それまで惚けたように女に揺さぶられていた男が急に生気を取り戻し、女に憎悪の目を向けたと思うと、その身体を突き飛ばした。そして喚いた。
「このバカ女!お前は泳がされていたんだ!乱破づれの言うことを真に受けたわしが馬鹿だった!この仕事さえうまくこなしたら、わしは仕官の口が叶うはずだったのだ!妻とも子ともようやく共に暮らせるはずだったのに!」
「妻と子」の言葉を聞き、沙耶の表情が凍り付く。
「妻と子?ウソよ、だって……私を妻にしてくれるって言ったじゃない!だから、だから私は…仲間を…」
わななき声が詰まる女に、男はさらに罵倒の言葉を投げつけた。
「乱破の女が、武士の妻になど、本気でなれる思っていたのか?偽手紙にだまされる程度の女が……!」
男の声が突然途絶えた。聞くに堪えなくなった首領が、その背から心の臓までを一気に貫いたのだ。
前のめりに倒れたまま動かなくなった男に沙耶は取りすがり、大きな声で泣きながら揺さぶる。

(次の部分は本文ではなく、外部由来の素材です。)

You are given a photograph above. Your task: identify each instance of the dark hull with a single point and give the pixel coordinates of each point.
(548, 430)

その周りを男達が取り囲む。泣き続ける娘を見下ろし、首領は痛ましげに顔を顰めた。

◆◆◆◆◆◆◆◆◆


「おい、俺達は引き上げようぜ」
すでに出る幕無しと見た蛮骨が、仲間達に声をかける。彼等は沙耶を中心に作られた里の男達の壁を横目で見ながら、館へと向かう。
「大兄貴」
蛇骨が蛮骨を呼び止めた。立ち止まる蛮骨に、蛇骨はどうにも腑に落ちない顔で聞く。
「あの女が間者だったって、どうして判ったんだ?」
あの女は常に蛮骨べったりで、蛇骨もてっきり蛮骨に惚れているのだと思っていた。蛮骨もそれなりに受け入れていたようにも見えた。いったい、いつから?そう思う。蛮骨はあっさりと肩を竦めて答えた。
「まあ、変だと思ったのは、最初っからだがさ」
「最初っからって、なんで?」
「お前、見ていてなんにも気が付かなかったのか?」
逆に蛮骨の方が不思議そうに聞き返した。蛇骨は顔を顰めて首を傾げる。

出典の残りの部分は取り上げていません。